Abstract
Fractal techniques are used to create networks with fracture swarm geometry that resembles that of exploratory cores recently reported in the literature. The networks have desired total pore volume, maximum and minimum fracture spacing and fractional dimension. These properties together with fracture conductivity control their hydraulic behavior. Numerical simulation of individual fragments and the addition of production to obtain total production is shown to be consistent with simulations of the entire network when fracture conductivity is high. In this case, the network exhibits sub-linear flow (pressure derivative slope between 0.5 and 1). When fracture conductivity is low, it exhibits sub-radial flow (pressure derivative slope between 0 and 0.5) at early times with transition to sub-linear or boundary dominated flow (BDF) at later times. Longer duration of sub-radial flow is achieved by reducing fracture conductivity. These types of flow behavior cover the entire range seen in unconventional wells. They show how the power-law behavior, frequently observed in diagnostic plots, can be produced by the combined effect of matrix fragments that individually can only show linear, bi-linear or BDF flow. The relatively simple geometry of fracture swarms allows calculation of properties for sub-radial flow that complement those already known for sub-linear flow. New insights into production mechanisms of unconventional wells are discussed.

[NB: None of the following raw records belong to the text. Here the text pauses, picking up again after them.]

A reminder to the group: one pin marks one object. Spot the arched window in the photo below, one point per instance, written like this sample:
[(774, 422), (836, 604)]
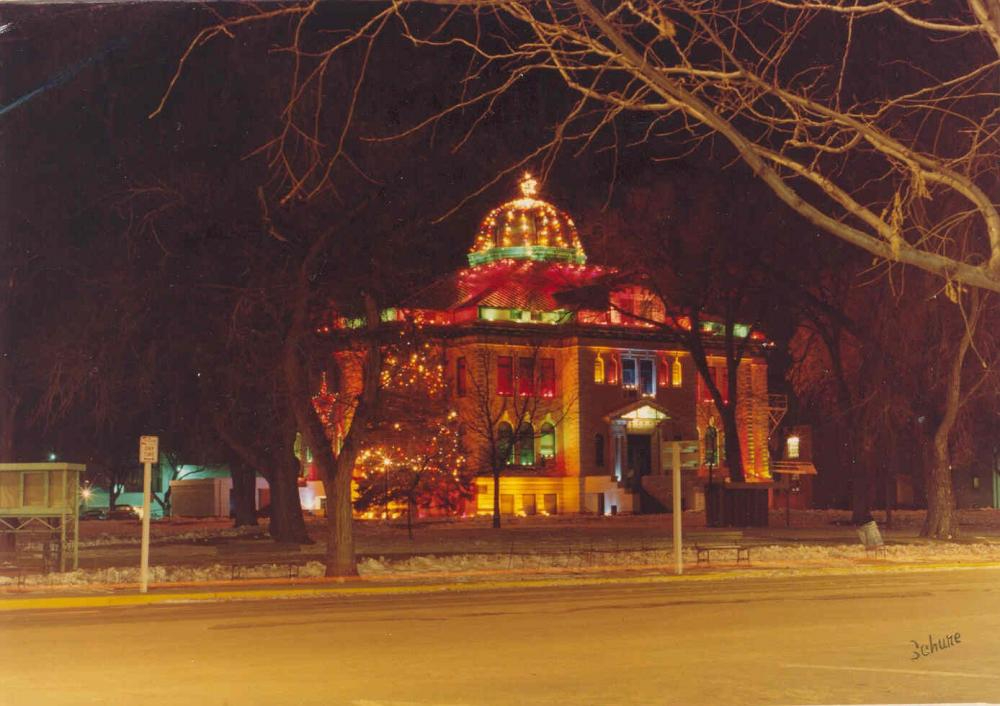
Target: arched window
[(547, 442), (612, 376), (526, 444), (662, 366), (505, 442), (461, 383)]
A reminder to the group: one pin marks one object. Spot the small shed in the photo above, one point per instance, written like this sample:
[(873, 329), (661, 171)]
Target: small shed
[(43, 499)]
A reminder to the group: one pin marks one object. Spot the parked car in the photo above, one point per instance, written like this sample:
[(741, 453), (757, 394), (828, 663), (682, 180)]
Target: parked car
[(122, 512)]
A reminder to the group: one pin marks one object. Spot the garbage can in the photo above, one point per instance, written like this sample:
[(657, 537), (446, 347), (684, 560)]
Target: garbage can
[(869, 535)]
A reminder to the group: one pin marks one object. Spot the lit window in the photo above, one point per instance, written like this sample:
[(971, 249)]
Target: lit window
[(792, 446), (721, 375), (460, 383), (547, 377), (505, 375), (525, 376), (526, 444), (613, 370), (547, 441), (628, 373), (647, 377), (505, 442)]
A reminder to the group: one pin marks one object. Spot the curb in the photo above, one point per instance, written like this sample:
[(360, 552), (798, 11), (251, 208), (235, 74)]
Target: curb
[(339, 591)]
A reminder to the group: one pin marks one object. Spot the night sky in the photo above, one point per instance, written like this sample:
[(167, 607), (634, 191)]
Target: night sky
[(109, 210)]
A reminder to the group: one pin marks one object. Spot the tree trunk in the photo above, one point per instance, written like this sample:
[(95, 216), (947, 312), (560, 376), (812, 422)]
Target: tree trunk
[(8, 413), (287, 524), (340, 559), (734, 451), (244, 495), (941, 520)]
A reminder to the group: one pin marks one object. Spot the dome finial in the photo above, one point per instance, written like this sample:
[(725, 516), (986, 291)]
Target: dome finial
[(529, 185)]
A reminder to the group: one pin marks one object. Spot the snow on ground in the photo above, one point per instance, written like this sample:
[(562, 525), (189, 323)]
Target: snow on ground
[(476, 566)]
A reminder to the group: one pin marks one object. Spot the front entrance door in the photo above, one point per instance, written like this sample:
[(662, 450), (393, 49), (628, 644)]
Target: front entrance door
[(639, 461)]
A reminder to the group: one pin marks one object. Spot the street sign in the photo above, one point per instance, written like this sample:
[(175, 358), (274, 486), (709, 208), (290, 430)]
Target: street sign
[(149, 453), (149, 449)]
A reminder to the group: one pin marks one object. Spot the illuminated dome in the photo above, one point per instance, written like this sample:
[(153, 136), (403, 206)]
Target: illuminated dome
[(527, 229)]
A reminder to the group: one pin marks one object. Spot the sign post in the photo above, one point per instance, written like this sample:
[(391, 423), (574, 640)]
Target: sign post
[(678, 545), (149, 451)]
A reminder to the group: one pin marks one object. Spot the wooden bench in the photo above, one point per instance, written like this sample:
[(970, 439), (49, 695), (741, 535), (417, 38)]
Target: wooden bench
[(242, 556), (722, 541)]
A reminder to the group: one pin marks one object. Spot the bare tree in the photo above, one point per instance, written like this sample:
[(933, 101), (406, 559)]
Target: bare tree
[(856, 157)]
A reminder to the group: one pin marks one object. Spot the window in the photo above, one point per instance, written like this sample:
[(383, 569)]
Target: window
[(792, 447), (525, 376), (647, 377), (550, 502), (34, 489), (613, 371), (547, 378), (505, 442), (505, 375), (628, 373), (526, 444), (721, 373), (547, 443), (529, 504), (460, 382)]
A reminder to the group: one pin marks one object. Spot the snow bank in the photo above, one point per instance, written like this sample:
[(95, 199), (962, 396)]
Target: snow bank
[(461, 567)]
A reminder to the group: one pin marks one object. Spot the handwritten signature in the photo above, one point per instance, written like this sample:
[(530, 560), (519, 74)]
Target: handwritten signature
[(926, 649)]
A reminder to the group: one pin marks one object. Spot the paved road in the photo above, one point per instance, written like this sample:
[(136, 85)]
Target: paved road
[(817, 640)]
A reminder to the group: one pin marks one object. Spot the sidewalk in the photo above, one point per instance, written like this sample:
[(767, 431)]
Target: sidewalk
[(108, 595)]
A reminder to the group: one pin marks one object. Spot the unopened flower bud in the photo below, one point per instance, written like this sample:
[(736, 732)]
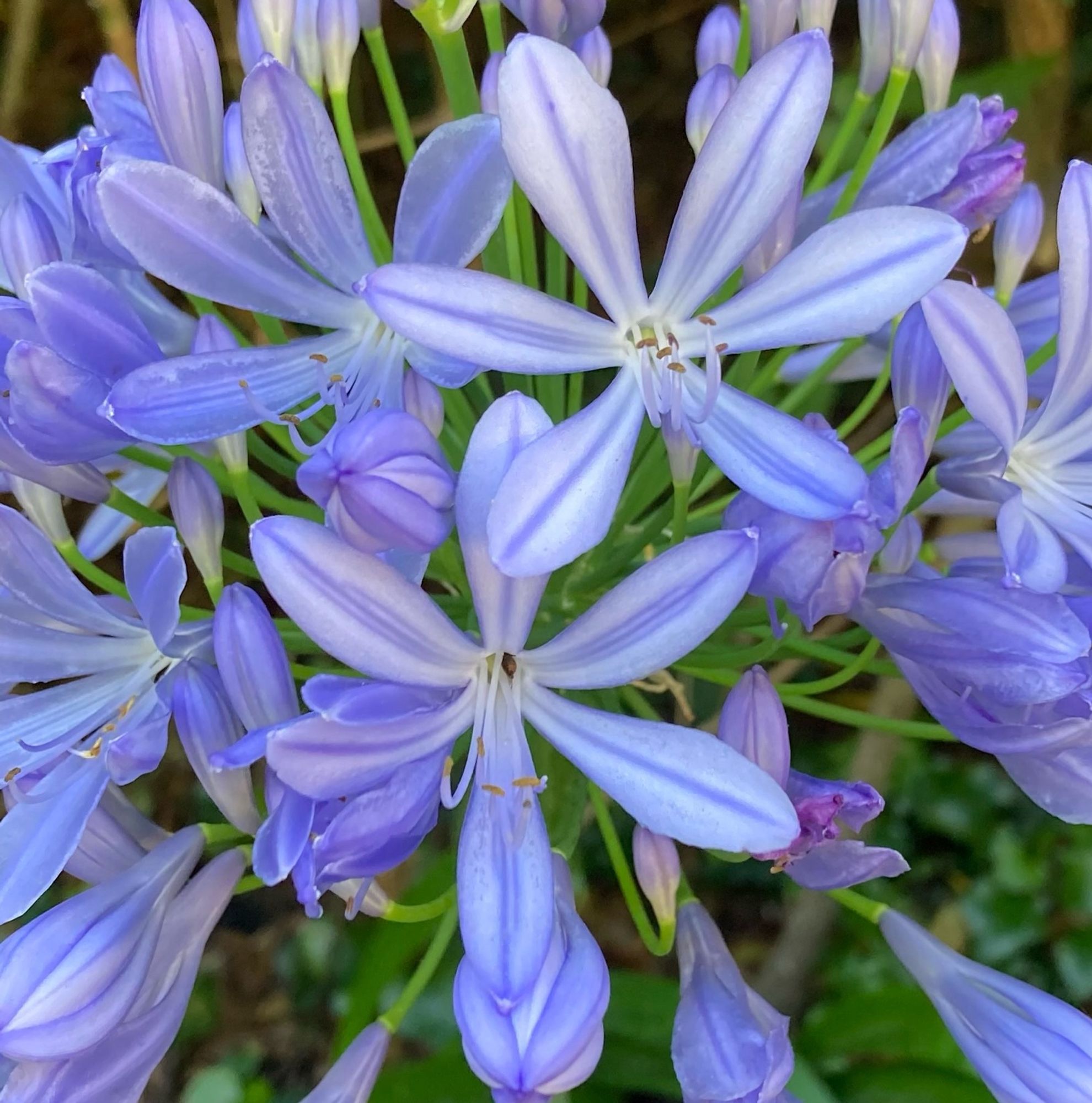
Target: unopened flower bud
[(275, 20), (940, 55), (27, 241), (773, 22), (708, 101), (306, 47), (909, 24), (719, 39), (594, 50), (199, 515), (339, 36), (818, 15), (180, 81), (875, 46), (423, 399), (1016, 238), (384, 484), (656, 862)]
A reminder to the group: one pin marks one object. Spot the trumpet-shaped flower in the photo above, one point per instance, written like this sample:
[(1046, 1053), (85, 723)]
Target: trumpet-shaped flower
[(191, 235), (566, 141), (435, 682)]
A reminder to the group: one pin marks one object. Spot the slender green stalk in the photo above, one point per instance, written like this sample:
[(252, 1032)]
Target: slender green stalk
[(832, 159), (882, 128), (392, 94), (370, 213), (658, 944), (868, 909), (392, 1019), (457, 72)]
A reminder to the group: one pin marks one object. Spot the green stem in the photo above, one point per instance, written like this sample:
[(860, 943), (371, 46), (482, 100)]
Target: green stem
[(882, 128), (832, 159), (457, 72), (659, 945), (868, 909), (421, 913), (392, 94), (370, 213), (392, 1019)]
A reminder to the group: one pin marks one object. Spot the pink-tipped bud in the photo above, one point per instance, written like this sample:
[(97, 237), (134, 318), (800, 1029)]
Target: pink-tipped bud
[(656, 862), (719, 40)]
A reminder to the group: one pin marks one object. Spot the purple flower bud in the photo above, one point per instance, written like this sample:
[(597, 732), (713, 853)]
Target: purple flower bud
[(339, 36), (711, 93), (656, 862), (355, 1074), (489, 85), (550, 1042), (384, 484), (875, 45), (818, 15), (275, 20), (909, 24), (940, 55), (594, 50), (238, 169), (1016, 238), (44, 507), (719, 40), (776, 241), (729, 1043), (199, 513), (180, 77), (773, 22), (1026, 1045), (72, 976), (252, 660), (306, 47), (27, 241), (422, 398), (754, 723), (248, 36), (207, 724)]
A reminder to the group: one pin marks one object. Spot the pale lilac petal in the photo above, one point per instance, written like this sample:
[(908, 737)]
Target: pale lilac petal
[(677, 781), (194, 399), (559, 498), (506, 606), (196, 239), (982, 355), (747, 170), (301, 174), (569, 146), (849, 279), (654, 617), (491, 323), (779, 459), (155, 574), (454, 195), (358, 608)]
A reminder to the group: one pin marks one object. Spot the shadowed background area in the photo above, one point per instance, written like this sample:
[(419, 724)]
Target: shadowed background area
[(280, 995)]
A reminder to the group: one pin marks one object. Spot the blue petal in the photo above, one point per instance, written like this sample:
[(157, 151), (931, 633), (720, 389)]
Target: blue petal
[(301, 174), (559, 498)]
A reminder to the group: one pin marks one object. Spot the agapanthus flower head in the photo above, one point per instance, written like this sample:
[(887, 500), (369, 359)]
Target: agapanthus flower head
[(384, 484), (729, 1045), (1027, 1046)]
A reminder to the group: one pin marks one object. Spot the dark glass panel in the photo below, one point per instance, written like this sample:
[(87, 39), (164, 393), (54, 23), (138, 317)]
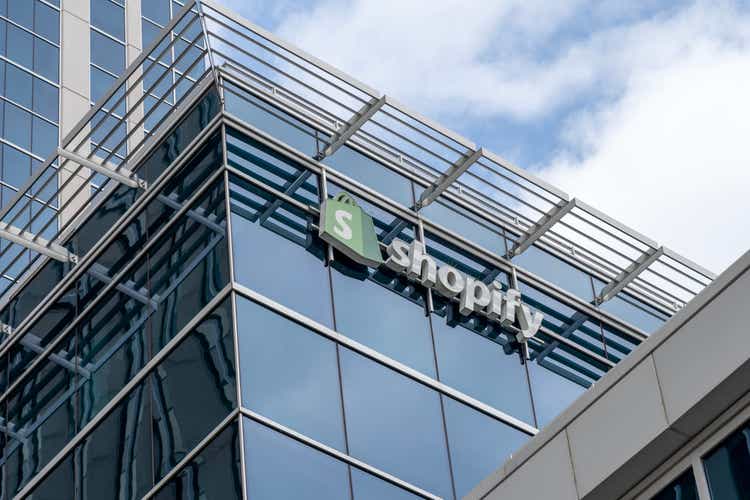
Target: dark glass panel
[(59, 485), (556, 271), (466, 225), (270, 120), (194, 389), (363, 295), (368, 487), (115, 459), (289, 374), (395, 424), (372, 174), (215, 474), (684, 488), (552, 390), (277, 252), (478, 444), (728, 467), (280, 467), (482, 369)]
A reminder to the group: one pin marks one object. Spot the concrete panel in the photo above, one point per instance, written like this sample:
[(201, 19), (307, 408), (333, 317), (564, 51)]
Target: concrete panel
[(75, 55), (79, 8), (547, 474), (617, 426), (692, 363)]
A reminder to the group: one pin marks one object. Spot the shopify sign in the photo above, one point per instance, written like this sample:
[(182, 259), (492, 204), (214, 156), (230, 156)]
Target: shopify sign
[(350, 230)]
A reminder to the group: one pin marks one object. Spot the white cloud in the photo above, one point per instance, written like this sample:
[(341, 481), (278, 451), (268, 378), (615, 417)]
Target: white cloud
[(670, 157)]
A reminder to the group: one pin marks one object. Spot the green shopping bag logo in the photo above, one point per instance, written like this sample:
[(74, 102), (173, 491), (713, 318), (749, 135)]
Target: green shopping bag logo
[(347, 228)]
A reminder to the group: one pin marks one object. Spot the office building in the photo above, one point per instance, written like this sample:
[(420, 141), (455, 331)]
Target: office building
[(187, 326)]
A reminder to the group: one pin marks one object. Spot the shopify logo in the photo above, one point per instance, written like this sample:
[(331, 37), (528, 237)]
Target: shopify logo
[(473, 295), (346, 227), (350, 230)]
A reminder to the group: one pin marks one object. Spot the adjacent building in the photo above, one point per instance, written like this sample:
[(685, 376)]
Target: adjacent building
[(176, 326)]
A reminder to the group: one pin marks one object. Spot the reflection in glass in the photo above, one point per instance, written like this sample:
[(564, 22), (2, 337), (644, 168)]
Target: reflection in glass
[(280, 467), (482, 369), (728, 467), (289, 374), (395, 424), (479, 444)]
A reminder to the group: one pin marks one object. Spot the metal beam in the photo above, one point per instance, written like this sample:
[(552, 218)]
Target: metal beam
[(542, 226), (123, 176), (36, 243), (444, 181), (355, 123), (629, 274)]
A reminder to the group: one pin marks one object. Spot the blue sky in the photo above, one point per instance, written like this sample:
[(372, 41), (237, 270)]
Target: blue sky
[(638, 108)]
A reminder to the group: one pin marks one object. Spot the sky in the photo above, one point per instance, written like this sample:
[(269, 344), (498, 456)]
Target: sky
[(641, 109)]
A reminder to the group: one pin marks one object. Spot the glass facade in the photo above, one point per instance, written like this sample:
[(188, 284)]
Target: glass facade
[(209, 344)]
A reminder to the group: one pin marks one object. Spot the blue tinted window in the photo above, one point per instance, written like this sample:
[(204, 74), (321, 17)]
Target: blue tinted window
[(46, 99), (18, 85), (474, 365), (728, 467), (552, 392), (22, 12), (289, 374), (156, 10), (474, 231), (684, 488), (17, 126), (372, 174), (367, 487), (47, 22), (46, 59), (107, 53), (44, 140), (557, 272), (21, 46), (279, 467), (277, 253), (395, 424), (370, 310), (108, 17), (479, 444)]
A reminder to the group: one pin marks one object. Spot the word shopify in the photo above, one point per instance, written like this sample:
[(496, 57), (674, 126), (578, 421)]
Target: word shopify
[(473, 295)]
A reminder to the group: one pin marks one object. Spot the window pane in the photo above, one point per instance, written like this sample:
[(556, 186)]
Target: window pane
[(370, 310), (552, 392), (280, 467), (684, 488), (728, 467), (479, 444), (277, 253), (395, 424), (108, 17), (214, 474), (289, 374), (465, 360), (367, 487)]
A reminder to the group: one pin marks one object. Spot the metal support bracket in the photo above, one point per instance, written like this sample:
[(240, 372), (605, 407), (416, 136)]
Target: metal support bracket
[(444, 181), (629, 274), (355, 123), (542, 226), (123, 176), (36, 243)]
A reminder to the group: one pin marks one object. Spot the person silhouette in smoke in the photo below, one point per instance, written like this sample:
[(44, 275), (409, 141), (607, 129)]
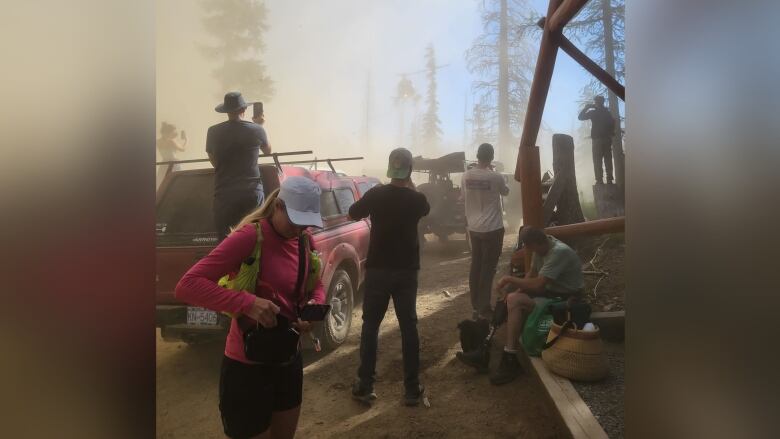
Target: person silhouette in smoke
[(601, 131)]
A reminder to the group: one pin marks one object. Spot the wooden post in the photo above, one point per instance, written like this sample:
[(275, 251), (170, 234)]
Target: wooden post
[(528, 168)]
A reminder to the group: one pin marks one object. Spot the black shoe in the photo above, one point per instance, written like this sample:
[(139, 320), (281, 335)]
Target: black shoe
[(412, 397), (507, 371), (478, 358), (364, 394)]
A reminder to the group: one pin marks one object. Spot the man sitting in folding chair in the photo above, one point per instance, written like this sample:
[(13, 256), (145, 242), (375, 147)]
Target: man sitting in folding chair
[(556, 271)]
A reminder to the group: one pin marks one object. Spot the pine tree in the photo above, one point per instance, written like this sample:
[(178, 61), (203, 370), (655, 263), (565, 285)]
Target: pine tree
[(431, 130), (503, 59), (237, 27)]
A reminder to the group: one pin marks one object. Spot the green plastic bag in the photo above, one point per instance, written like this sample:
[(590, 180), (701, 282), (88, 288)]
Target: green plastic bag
[(537, 326)]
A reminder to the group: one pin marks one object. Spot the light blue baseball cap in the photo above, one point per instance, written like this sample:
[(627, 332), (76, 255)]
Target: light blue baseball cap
[(301, 197)]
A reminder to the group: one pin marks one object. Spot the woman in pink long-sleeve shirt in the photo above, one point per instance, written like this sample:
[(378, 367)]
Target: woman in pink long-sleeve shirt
[(260, 400)]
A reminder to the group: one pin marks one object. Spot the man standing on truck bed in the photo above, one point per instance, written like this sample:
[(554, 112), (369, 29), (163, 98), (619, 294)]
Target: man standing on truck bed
[(233, 147), (392, 267)]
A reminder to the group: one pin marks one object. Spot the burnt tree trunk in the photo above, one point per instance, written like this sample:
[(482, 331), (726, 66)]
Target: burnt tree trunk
[(563, 202), (609, 60)]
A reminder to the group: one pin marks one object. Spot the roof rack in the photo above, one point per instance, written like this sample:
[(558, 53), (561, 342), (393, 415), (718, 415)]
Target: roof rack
[(275, 156), (328, 161)]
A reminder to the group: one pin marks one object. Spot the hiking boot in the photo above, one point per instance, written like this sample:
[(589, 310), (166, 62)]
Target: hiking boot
[(412, 397), (364, 394), (478, 358), (508, 369)]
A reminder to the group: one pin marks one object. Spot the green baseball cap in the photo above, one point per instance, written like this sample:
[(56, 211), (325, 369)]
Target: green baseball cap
[(400, 164)]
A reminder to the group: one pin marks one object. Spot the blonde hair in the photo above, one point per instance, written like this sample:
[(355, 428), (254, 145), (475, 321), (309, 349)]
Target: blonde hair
[(264, 211)]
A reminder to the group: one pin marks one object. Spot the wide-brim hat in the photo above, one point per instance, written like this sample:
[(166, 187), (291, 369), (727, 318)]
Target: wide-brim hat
[(233, 102), (301, 198)]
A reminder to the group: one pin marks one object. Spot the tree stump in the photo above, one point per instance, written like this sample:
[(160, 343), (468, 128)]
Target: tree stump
[(562, 204)]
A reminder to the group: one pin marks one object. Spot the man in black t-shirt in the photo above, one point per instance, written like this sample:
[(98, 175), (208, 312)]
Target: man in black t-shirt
[(233, 147), (392, 267), (602, 129)]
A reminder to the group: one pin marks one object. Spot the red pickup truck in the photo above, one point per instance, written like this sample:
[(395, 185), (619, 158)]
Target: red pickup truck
[(185, 233)]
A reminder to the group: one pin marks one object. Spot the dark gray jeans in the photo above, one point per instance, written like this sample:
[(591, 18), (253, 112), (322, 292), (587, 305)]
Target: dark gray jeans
[(602, 155), (381, 285), (485, 250)]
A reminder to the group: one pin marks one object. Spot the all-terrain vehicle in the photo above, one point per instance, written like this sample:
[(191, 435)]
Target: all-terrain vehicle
[(448, 212), (186, 232)]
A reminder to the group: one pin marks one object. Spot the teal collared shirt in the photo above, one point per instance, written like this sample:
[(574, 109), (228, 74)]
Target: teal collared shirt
[(561, 266)]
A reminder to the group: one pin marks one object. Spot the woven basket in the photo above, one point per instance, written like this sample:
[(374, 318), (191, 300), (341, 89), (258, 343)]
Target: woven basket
[(577, 355)]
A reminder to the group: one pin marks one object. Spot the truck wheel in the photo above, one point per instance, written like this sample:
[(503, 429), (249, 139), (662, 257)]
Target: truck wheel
[(335, 328)]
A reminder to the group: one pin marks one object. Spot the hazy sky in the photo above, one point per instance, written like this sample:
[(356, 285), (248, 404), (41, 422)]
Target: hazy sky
[(320, 54)]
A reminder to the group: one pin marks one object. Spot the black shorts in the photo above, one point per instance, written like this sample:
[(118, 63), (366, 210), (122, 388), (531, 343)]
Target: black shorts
[(249, 394)]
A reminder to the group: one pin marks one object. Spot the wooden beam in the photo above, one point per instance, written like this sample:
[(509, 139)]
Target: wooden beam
[(528, 168), (564, 14), (596, 227), (594, 69)]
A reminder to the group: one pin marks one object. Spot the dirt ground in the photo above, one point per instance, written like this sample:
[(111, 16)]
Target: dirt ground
[(605, 284), (463, 403)]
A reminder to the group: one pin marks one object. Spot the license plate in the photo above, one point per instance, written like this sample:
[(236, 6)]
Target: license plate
[(201, 317)]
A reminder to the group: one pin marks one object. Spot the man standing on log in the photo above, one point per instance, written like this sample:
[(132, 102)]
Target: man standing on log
[(482, 190), (392, 267), (601, 131)]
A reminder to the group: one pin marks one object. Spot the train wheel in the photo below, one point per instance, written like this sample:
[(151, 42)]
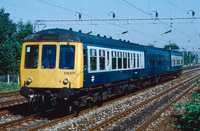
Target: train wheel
[(34, 102), (90, 104)]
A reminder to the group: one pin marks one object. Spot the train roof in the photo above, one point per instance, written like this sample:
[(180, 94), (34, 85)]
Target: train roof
[(176, 53), (72, 36), (155, 49)]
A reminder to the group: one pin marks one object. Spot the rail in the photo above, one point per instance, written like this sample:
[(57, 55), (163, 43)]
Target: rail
[(128, 111)]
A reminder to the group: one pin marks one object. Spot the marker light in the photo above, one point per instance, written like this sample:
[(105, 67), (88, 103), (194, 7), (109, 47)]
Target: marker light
[(65, 81), (30, 79)]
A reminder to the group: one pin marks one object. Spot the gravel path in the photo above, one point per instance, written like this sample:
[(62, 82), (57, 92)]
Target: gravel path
[(94, 117)]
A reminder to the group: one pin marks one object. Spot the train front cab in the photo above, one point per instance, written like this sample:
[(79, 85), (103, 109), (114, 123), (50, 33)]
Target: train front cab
[(56, 80), (176, 63)]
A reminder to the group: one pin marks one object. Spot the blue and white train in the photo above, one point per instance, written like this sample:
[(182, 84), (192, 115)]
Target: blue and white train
[(84, 68)]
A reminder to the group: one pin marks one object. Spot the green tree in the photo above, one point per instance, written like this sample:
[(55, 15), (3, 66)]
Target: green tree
[(152, 45), (7, 43), (23, 30), (11, 37), (172, 46), (7, 26)]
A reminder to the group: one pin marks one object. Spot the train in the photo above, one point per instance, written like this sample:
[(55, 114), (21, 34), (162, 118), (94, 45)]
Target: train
[(60, 66)]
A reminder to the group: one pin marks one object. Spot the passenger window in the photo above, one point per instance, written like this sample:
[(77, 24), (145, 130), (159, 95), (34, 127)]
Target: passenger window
[(128, 60), (84, 54), (119, 60), (140, 60), (125, 60), (102, 59), (48, 56), (134, 60), (157, 62), (178, 62), (137, 60), (181, 61), (150, 62), (162, 61), (93, 59), (67, 57), (173, 63), (31, 57), (114, 60)]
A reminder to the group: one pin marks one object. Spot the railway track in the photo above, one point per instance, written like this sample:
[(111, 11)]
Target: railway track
[(10, 93), (35, 116), (13, 102), (121, 115), (153, 117), (104, 104)]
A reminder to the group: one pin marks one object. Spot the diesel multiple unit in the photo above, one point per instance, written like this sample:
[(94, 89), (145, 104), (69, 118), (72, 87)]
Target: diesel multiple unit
[(63, 65)]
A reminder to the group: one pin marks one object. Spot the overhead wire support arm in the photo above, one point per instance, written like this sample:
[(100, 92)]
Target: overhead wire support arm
[(116, 21)]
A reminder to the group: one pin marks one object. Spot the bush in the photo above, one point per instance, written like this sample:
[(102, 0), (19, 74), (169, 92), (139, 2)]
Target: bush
[(8, 87), (190, 118)]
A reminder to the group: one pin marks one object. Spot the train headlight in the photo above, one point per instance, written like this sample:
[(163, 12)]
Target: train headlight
[(30, 79), (65, 81)]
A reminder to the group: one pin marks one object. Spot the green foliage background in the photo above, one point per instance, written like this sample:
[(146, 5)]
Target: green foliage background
[(11, 37)]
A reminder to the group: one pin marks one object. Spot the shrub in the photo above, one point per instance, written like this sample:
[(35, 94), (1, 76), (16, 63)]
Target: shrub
[(8, 87), (190, 118)]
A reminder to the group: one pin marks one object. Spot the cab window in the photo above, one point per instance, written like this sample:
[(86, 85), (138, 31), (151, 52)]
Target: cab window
[(31, 57), (119, 55), (67, 57), (125, 60), (102, 59), (48, 56), (93, 59)]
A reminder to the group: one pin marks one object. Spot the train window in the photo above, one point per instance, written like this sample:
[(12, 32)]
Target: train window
[(162, 61), (31, 57), (178, 62), (93, 59), (125, 60), (153, 62), (173, 62), (48, 56), (150, 62), (137, 60), (119, 55), (140, 60), (159, 61), (84, 54), (67, 57), (131, 60), (102, 59), (134, 60), (114, 60), (128, 60)]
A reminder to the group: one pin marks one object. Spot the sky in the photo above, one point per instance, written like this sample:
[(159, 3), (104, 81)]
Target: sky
[(184, 32)]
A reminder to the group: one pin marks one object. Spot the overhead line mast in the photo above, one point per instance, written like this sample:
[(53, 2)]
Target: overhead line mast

The very low matrix permeability of unconventional wells causes the pressure transient response to last a long time, typically years. This makes pressure transient analysis (PTA), that relies on analysis of shut-in periods, limited in its ability to characterize flow behavior. Rate transient analysis (RTA), on the other hand, is especially suited to deal with long flowing periods. But there have been two different problems with the application of RTA to unconventional wells. The first is that the theoretical framework for RTA is not as developed as that of PTA. The second problem is that RTA responses of unconventional wells do not exhibit the familiar flow regimes (bi-linear, linear and radial) but rather power-law behavior with log-log derivative slopes different from the expected values for those flow regimes. To tackle the first problem, we developed a new theoretical framework by rewriting and solving the diffusivity equation in terms of cumulative production (Acuna, 2017). This new solution for constant pressure complies with theoretical expectations with respect to the constant flow rate solution as shown in Appendix B. It also handles all flow regimes seen in unconventional wells including the familiar ones mentioned before. To address the second problem, we proposed the simple idea that the flow behavior of an unconventional well is the result of many matrix fragments of different size acting together (Acuna, 2018a b), a concept further developed in this paper.